Knox Box of Miscellany

Dawn Knox – A rearranger of words into something hopefully meaningful…

We All Know What Forgiveness Is – Don’t We?

Define forgiveness without using the word forgive? Hmmm

Define forgiveness without using the word forgive? Hmmm

We all know what forgiveness is, don’t we?

But what actually is it?

If you’d been asked to explain to an alien what makes humans tick, and she was particularly interested in the concept of forgiveness, what would you tell her? As you can undoubtedly see, I’m not a fast thinker. I was pondering this question last year – not for the benefit of an alien of course – and I realised it’s quite hard to define, without actually using the word forgive. And if you don’t know what forgive means, then…

So, it occurred to me that one way of explaining it would be to describe the steps taken when you’re forgiving someone – a step by step guide to forgiveness, or perhaps Forgiveness for Dummies.

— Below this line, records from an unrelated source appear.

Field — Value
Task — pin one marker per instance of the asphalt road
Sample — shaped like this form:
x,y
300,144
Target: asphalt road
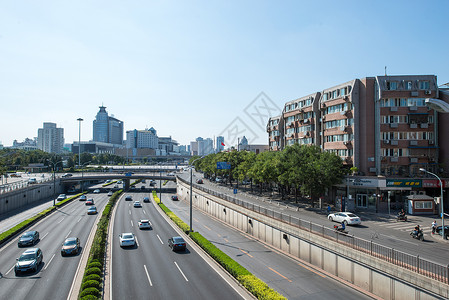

Okay, you have a go and remember you can’t use the words forgiveness or forgive. So, step one is…

I couldn’t think of step one. Could you? If you could, please let me know.

So, I decided to think about everything that I knew – or thought I knew – about forgiveness. Firstly, it should bring peace to the forgiver. Harbouring a grudge can result in pain for the person who has already suffered. The one who needs to be forgiven may not be bothered if they’re forgiven or not and in some instances may be unaware of whether they’ve been forgiven. So, forgiveness is important to the potential forgiver but not so crucial to the potential forgivee (I’m not even sure there is a word forgivee, so I hope you see what I’m getting at)

Secondly, forgiveness is not the same as forgetting, despite them often being put together. Isn’t there a phrase ‘Forgive and Forget’? I think the forget aspect of this phrase often puts people off the forgiving part. After all, if someone has hurt you, it’s very hard to forget, especially if you’ve got a good memory. There are no rules that I am aware of which state that you have to do both together – it’s up to you whether you forgive, forget or do both at the same time. However, for me, it’s easier to forgive than forget. Of course, you may have other ideas about forgiving and forgetting!

Did any of that help? No, not really. So, I decided to consider how I would know if I had forgiven someone. Well, the answer to that is obvious, isn’t it? I would just know.

But would I? If I couldn’t define the steps I needed to take to forgive someone, how would I know when I’d achieved them?

I’m still none the wiser. Perhaps it doesn’t matter. Perhaps it’s an inbuilt knowledge that doesn’t need explaining. Perhaps…



  1. Hi Dawn
    Forgiveness is as complex as most human emotions but there is another view. A view taken by Nelson Mandela on practical political terms, that the best interests of his people and country was served by avoiding a bloodbath of the white regime. The chaos that would have gone on for years would have negated all his efforts to transform South Africa into a valued member of the World social and economic community. It would also avoid the mistakes of both the Russian Revolution and Robert Mugabe in Zimbawe, that of destroying the pool of management expertise before it could be replaced.

    It could be argued that the Northern Ireland Peace Agreement could not have happened without the lessons of foregiveness of Mandela. For here there was not the single religious underpinning given by Archbishop Tutu, instead the entrenched Catholic versus Protestant conflict made generationally worse by sectarian schooling.

    So, on one level forgiveness is a powerful social moderator, but on a personal level?

    If someone attacked my Grandchildren, could I ‘understand’ and forgive them? Probably not.

    • Hi Colin, thanks for the comment. So, are you saying that forgiveness can be a deliberate suspension of the resentment that one feels when pain has been inflicted? I think you hit on a very important point about understanding. Perhaps it’s easier to forgive someone when you understand why they acted in a certain way. An apology is usually accompanied by an explanation of the particular behaviour. It’s harder to forgive when there is no explanation or indeed no apology at all. Good points.

  2. I think there is a different level of pressure on a personal decision to forgive or not and that is where there is a religious connection. If you follow a particular religion that declares forgiveness is praiseworthy, or even essential, then an inability to feel forgiveness will set up a conflict which may, in itself be destructive.

    Other religions may suggest the opposite, an eye for an eye, honour revenge and so on.

    Then there is nurture. How does forgiveness play with contemporary society, family, peer groups? You were right to start with, it is a very confusing area, but no different to other emotions felt by every human being, it comes down to ‘going with the flow’ or making up your own mind what is right for you.